The movie’s plot tries to stay afloat, but some scenes will cause fingers to dig into scalps in a scratching motion. It would take an otherworldly level of lust to engage in a tryst while bleeding from the forehead minutes after escaping a murder attempt. Vengeance and ambition are the overarching themes, but they need to be established more strongly, and the realisation is a tad contrived. One can argue that the exploration of Isale Eko’s crime underbelly was superficial: maybe it was a case of not wanting the film to stretch too long, but was there too much of Obalola and too little of Lagos’ mean streets?

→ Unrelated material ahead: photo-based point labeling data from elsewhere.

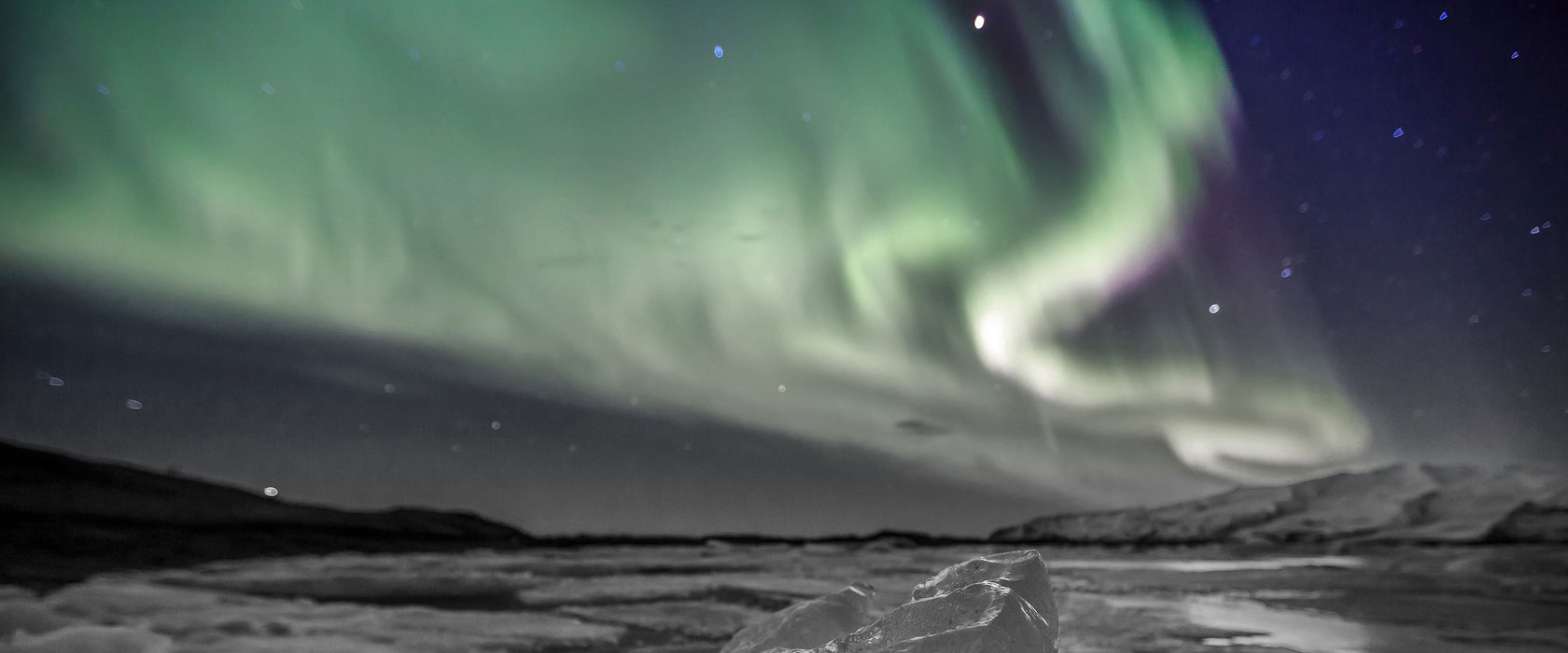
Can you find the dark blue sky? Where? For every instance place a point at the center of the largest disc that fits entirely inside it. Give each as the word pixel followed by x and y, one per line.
pixel 1408 166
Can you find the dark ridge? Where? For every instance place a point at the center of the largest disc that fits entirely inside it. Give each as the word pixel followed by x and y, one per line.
pixel 1401 505
pixel 64 519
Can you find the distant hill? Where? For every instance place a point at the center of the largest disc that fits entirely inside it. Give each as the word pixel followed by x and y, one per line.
pixel 1404 503
pixel 63 519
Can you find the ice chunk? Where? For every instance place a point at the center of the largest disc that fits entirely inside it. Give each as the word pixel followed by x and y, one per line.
pixel 998 604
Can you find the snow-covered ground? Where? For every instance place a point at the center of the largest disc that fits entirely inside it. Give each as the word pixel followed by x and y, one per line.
pixel 692 599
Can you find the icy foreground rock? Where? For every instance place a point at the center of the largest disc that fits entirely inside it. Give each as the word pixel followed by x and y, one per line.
pixel 998 604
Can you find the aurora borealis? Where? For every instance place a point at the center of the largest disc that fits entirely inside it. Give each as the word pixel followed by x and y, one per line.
pixel 847 229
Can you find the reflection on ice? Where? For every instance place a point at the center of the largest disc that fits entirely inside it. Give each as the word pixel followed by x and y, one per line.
pixel 1295 630
pixel 1272 564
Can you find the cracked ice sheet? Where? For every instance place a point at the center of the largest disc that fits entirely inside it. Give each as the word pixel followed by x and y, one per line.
pixel 203 620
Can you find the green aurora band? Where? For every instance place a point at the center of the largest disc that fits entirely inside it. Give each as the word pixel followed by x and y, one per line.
pixel 582 194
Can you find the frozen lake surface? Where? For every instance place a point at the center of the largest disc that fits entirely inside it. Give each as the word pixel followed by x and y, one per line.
pixel 692 599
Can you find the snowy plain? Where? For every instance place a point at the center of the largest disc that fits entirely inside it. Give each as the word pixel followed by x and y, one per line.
pixel 692 599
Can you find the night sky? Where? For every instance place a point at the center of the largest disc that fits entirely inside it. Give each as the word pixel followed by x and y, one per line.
pixel 857 270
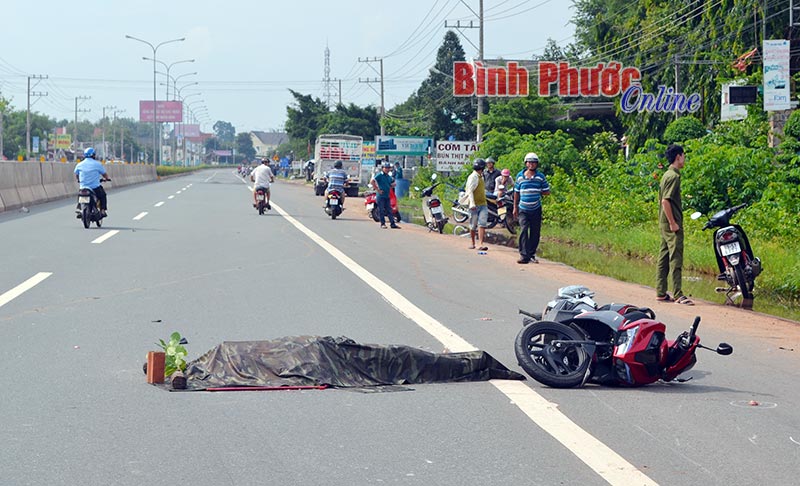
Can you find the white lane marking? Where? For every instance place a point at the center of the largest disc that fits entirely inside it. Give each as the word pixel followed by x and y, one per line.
pixel 106 236
pixel 603 460
pixel 24 286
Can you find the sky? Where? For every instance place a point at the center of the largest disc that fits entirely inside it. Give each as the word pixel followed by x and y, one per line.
pixel 248 54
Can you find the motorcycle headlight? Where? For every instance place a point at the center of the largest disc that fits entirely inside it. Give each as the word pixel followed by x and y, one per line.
pixel 625 339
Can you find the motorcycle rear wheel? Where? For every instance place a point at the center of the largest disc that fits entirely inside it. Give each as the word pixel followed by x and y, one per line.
pixel 85 217
pixel 744 286
pixel 557 367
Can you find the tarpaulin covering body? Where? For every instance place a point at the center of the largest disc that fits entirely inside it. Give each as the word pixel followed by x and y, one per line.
pixel 338 362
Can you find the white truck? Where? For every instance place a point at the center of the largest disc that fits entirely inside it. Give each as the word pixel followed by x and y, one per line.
pixel 330 148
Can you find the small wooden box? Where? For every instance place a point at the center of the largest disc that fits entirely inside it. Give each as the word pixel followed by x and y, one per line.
pixel 155 366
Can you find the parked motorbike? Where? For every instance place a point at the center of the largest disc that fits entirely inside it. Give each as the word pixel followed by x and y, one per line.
pixel 432 209
pixel 89 207
pixel 737 265
pixel 617 344
pixel 261 201
pixel 333 207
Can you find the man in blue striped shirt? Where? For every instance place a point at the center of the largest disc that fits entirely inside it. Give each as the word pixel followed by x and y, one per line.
pixel 529 188
pixel 337 180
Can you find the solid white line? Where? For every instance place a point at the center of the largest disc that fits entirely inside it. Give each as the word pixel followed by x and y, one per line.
pixel 106 236
pixel 24 286
pixel 603 460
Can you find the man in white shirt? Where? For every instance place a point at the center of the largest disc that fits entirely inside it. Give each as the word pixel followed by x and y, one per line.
pixel 261 178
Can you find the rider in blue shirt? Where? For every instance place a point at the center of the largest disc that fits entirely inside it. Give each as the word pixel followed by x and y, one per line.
pixel 337 180
pixel 89 173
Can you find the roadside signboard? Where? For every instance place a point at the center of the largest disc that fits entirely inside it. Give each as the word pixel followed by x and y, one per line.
pixel 391 145
pixel 453 155
pixel 167 111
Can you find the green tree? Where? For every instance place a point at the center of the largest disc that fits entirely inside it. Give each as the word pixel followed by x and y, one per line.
pixel 352 120
pixel 244 146
pixel 446 114
pixel 306 117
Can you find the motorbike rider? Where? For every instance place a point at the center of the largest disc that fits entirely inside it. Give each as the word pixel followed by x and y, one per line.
pixel 261 178
pixel 337 180
pixel 90 173
pixel 504 180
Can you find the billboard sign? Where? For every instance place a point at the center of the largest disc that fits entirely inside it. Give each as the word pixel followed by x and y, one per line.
pixel 729 111
pixel 776 75
pixel 166 111
pixel 390 145
pixel 368 155
pixel 451 156
pixel 188 130
pixel 63 141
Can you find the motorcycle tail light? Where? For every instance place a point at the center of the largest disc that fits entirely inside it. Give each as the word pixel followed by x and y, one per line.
pixel 625 339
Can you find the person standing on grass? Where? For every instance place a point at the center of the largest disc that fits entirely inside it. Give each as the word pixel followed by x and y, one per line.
pixel 670 225
pixel 529 188
pixel 475 190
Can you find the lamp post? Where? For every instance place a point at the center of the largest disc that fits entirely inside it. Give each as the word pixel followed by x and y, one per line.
pixel 167 67
pixel 114 136
pixel 156 151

Brilliant visual effects fail to paper over the amateurish fight sequence and choreography. There’s also the small matter of inserting Hollywood B-movie aesthetics into a Nigerian crime drama scene: anyone who has lived in the South-South or South-Western regions of Nigeria would know that in a gangland standoff, there’s no such thing as “honourable fighting like a man” when one party is short of weapons. For a film so deliberately titled, this is laughable. Are the times accurately captured? That’s debatable, too. Sure enough, there are wads of 200 Naira notes and KWAM1’s “Funky Fuji” serves as a score to one of the earlier scenes, but the makeup on the face of Yvonne Jegede’s character is too modern for the mid-2000s, and a Snickers wrap inadvertently pops up like a Starbucks cup in Westeros.

Speaking of editing errors, a crew member clutching equipment has no business in a drone shot of the movie’s final action scene. Gangs of Lagos is an entertaining body of work, but it is not Osiberu’s best crime film yet; The Trade and Brotherhood justle for the top spot.


Jerry Chiemeke writes from northwest London.